Cobalt is an element found in abundance in the earth’s crust and in low concentrations in most soils, depending on the source material, with a content that generally ranges between 1 and 40 ppm. Most of the nutrient is in the form of Co2+, participating in cation exchange reactions in the soil. Clay soils with a lot of organic matter tend to have higher concentrations of cobalt than sandy soils, where the nutrient has generally already been transported to deeper layers of the soil. There are many Cobalt derivatives, one of the most famous is Cobalt sulfate heptahydrate CAS# 10026-24-1.In soil, cobalt mobility is governed by pH and oxygen availability. The higher the pH, the greater the specific adsorption and precipitation of cobalt, reducing the nutrient content in the soil solution. The main man-made additions of cobalt to the soil are the application of cobalt-containing sludge, the application of phosphate fertilizers and atmospheric deposition from mining, combustion, refining or smelting activities.
Cobalt in plants
Cobalt is an essential component of several plant metabolism enzymes.
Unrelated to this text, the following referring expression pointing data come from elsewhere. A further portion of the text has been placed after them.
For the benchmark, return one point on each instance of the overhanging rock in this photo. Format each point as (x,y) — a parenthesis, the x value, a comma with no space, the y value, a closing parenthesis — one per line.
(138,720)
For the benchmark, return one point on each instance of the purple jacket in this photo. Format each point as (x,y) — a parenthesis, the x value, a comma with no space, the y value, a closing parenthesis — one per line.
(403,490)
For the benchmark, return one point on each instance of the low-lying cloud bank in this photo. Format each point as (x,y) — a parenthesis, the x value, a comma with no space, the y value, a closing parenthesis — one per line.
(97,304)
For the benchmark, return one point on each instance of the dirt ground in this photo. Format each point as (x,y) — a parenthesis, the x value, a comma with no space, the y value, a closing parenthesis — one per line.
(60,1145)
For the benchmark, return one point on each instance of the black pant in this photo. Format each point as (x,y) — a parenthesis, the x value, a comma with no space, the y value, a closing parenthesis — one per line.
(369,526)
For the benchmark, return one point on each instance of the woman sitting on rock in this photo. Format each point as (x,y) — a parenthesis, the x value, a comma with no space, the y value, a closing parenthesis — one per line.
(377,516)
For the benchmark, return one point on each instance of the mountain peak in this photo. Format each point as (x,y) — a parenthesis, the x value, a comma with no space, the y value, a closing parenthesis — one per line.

It is absorbed by the roots in the form of Co2+, and transported to the shoots through the transpiration stream. As the element combines with organic compounds, movement from the leaf to the organs is limited. When these have a low concentration of cobalt, a small increase in content already stimulates plant growth. Cobalt is mobile in the phloem and partially mobile when applied via the foliar route, allowing the application of the nutrient during the vegetative period of some crops. The adequate concentration of the nutrient to obtain good yields is not yet known.In legumes, cobalt is important for nitrogen-fixing microorganisms, which live in symbiosis with legumes. In these microorganisms, cobalt is essential for synthesizing vitamin B12, necessary to form hemoglobin, which is necessary for the functioning of atmospheric nitrogen fixation. Thus, it is understood that cobalt deficiency can result in nitrogen deficiency in important crops such as soybeans. In the case of the crop, current technical indications recommend the application of 2 to 3 g of cobalt per hectare in the seeds.In non-legume plants cobalt is also beneficial, and possibly essential for many plants. Some effects include less leaf senescence, seeds with greater resistance to drought and regulation of alkaloid accumulation, in addition to blocking ethylene synthesis (stress hormone in plants), and being involved in plant respiration.
Cobalt in Soy
As previously described, cobalt is of fundamental importance for the nodulation of nitrogen-fixing bacteria in leguminous plants. Thus, it is understood that the nutrient is essential for the soybean crop, acting in the nitrogen cycle in the crop. Studies indicate that the application of cobalt and molybdenum (another fundamental nutrient for nodulation) in seeds, providing uniform distribution and good establishment of the association of rhizobium with soybean, promoted a 7% increase in productivity in relation to untreated seeds. As for the foliar application, there was an increase of 20% in relation to plants without nutrient application. When the application is done via seeds, it must be done before inoculation with the rhizobium, whereas when it is done via the leaves, it is done at stages V3 and V5. It is important to understand that when the plant is well supplied with these nutrients in the soil, the application will not result in increased productivity.This information does not represent fertilization recommendations. For this, always consult an agronomist.